Electronic Thesis and Dissertation Repository

Degree

Doctor of Philosophy

Program

Biochemistry

Supervisor

Dr. Chris Brandl

Abstract

Protein biosynthesis is an essential process for all cells. It involves the translation of genetically encoded information into peptides, folding and assembly of peptides into three-dimensional molecules and complexes, and post-translational modification. Molecular chaperones facilitate protein folding so that a native state is achieved. Misfolded proteins and aggregates are toxic within the cell and accumulate due to stress conditions, mutations, and cell aging. Moreover, essential proteins rely on chaperones and co-chaperones for their regulation and activity.

The TTT complex, consisting of Tel2, Tti1, and Tti2, is considered an Hsp90 co-chaperone with specificity for phosphatidylinositol 3-kinase-related kinases (PIKKs). I show that yeast expressing low levels of Tti2 are viable under optimal growth conditions, but are sensitive to stress conditions that involve PIKK pathways. In agreement with this, depleting Tti2 levels decreased expression of the PIKK proteins Tra1, Mec1, and Tor1, and affected their localization. I also find that overexpressing Hsp90 or its co-chaperones is synthetic lethal when Tti2 is depleted, an effect possibly due to imbalanced stoichiometry of a complex required for PIKK assembly. These results indicate that Tti2 does not act as a general chaperone, but may have a specialized function in PIKK folding and/or complex assembly.
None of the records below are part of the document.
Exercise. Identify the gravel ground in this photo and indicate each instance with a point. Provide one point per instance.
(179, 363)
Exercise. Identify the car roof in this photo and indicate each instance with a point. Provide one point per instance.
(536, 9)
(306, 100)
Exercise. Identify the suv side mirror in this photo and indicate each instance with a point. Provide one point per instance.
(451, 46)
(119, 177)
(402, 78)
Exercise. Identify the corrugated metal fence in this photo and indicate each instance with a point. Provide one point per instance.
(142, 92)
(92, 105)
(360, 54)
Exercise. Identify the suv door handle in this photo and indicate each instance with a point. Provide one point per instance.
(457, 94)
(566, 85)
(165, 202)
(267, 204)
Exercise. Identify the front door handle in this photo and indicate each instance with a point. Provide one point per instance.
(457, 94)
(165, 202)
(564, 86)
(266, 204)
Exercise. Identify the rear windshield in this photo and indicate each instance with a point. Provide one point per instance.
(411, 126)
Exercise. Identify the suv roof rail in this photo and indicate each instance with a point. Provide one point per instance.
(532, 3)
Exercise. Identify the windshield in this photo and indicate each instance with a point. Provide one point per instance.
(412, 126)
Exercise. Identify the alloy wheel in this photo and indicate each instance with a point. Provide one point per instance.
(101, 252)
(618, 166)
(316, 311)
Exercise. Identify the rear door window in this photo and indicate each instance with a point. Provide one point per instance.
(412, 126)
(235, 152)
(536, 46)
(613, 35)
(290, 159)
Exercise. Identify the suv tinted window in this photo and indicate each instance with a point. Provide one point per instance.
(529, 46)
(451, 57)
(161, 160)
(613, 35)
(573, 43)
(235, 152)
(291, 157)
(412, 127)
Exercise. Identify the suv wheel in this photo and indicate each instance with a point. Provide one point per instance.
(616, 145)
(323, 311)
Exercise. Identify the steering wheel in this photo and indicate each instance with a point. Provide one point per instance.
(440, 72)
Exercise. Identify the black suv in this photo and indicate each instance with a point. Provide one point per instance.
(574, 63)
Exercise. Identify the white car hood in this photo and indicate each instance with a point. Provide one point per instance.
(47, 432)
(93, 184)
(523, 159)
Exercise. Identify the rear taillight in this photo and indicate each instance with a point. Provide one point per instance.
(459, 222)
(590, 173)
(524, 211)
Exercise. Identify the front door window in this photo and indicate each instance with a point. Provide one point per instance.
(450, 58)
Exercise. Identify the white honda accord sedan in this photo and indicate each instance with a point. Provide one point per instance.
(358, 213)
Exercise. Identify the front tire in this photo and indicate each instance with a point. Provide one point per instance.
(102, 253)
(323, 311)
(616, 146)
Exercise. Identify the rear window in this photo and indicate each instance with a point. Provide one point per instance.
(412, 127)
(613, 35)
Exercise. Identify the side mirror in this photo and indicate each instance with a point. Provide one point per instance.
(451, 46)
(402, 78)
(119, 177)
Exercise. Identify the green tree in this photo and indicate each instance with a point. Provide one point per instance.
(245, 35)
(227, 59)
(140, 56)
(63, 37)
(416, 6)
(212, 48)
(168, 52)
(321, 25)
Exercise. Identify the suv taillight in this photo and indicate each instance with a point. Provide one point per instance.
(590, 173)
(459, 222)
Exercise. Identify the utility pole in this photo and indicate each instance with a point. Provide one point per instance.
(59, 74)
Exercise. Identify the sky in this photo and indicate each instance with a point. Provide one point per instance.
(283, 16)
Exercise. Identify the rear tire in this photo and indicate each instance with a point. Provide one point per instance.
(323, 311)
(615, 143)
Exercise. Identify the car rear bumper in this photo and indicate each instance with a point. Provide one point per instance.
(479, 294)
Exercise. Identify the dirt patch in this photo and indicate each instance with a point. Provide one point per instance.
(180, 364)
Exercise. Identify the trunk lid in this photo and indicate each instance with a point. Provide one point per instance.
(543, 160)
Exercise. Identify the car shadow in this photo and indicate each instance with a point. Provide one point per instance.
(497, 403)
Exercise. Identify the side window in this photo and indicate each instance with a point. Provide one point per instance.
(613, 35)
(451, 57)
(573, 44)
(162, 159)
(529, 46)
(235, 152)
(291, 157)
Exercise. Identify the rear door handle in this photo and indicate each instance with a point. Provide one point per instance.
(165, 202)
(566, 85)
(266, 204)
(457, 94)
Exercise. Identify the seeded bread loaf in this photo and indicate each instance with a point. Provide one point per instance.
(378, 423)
Using a stress sensitive tti2 allele with a Leu to Pro mutation at residue 187, I performed a genetic selection of spontaneous second site mutations. The selection identified a single nucleotide mutation at the same position (C70T) in four tRNAProUGG genes. Since the mutation incorporates the identity element (a G3:U70 base pair) for alanyl-tRNA synthetase into the tRNAPro acceptor stem, I hypothesized that suppression results from mistranslation of Pro187 in Tti2L187P as Ala. In vitro, tRNAProUGG (C70U) was mis-aminoacylated with alanine by alanyl-tRNA synthetase. Mass spectrometry from protein expressed in vivo and a novel GFP reporter for mistranslation confirmed substitution of alanine for proline at a rate of ~6%. Mistranslating cells expressing tRNAProUGG (C70U) induce a partial heat shock response but grow nearly identically to wild-type.